Question

The frequency of oscillation of a mass \(m\) suspended by a spring is \(v_1\). If the length of the spring is cut to half, the same mass oscillates with frequency \(v_2\). The value of \(\frac{v_2}{v_1}\) is ________.

• A. 1
• B. 2
• C. \(\sqrt{2} \)
• D. \(\sqrt{3} \)

Answer 1

The Correct Option is C

Step 1: Understanding the Concept:
The frequency of a spring-mass system depends on the spring constant. When a spring is cut, its spring constant changes inversely with its length.
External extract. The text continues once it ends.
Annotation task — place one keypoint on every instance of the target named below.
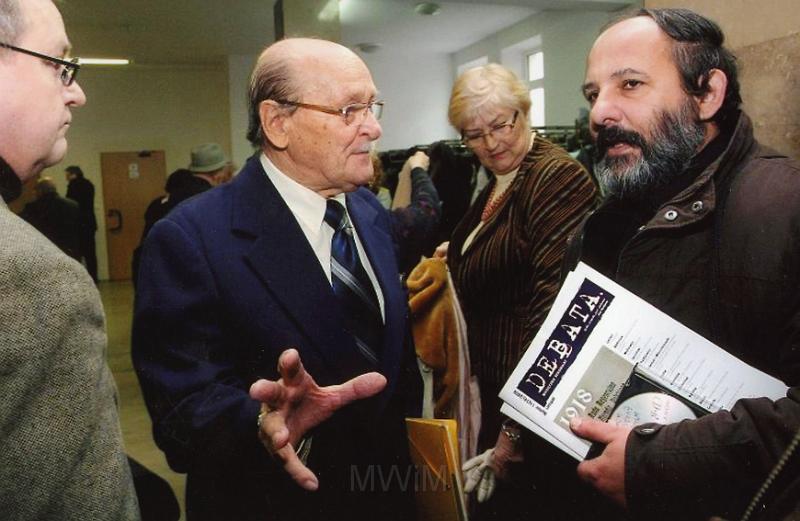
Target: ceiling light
(103, 61)
(427, 8)
(367, 47)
We need to determine the new spring constant and then evaluate the new frequency.
Step 2: Key Formula or Approach:
1. Frequency of oscillation: $\nu = \frac{1}{2\pi} \sqrt{\frac{k}{m}}$.
2. Spring constant is inversely proportional to length: $k \propto \frac{1}{L} \implies k \cdot L = \text{constant}$.
Step 3: Detailed Explanation:
Let the initial length of the spring be $L$ and its spring constant be $k$.
The initial frequency is given by:
$\nu_1 = \frac{1}{2\pi} \sqrt{\frac{k}{m}}$.
When the spring is cut to half its length, the new length is $L' = L/2$.
Since $k \times L = k' \times L'$, we have:
$k \cdot L = k' \cdot \left(\frac{L}{2}\right) \implies k' = 2k$.
The new spring constant is twice the original.
The new frequency $\nu_2$ with the same mass $m$ is:
$\nu_2 = \frac{1}{2\pi} \sqrt{\frac{k'}{m}} = \frac{1}{2\pi} \sqrt{\frac{2k}{m}}$.
Rewrite $\nu_2$ in terms of $\nu_1$:
$\nu_2 = \sqrt{2} \left( \frac{1}{2\pi} \sqrt{\frac{k}{m}} \right) = \sqrt{2} \nu_1$.
Therefore, the ratio is:
$\frac{\nu_2}{\nu_1} = \sqrt{2}$.
Step 4: Final Answer:
The value of the ratio is $\sqrt{2}$.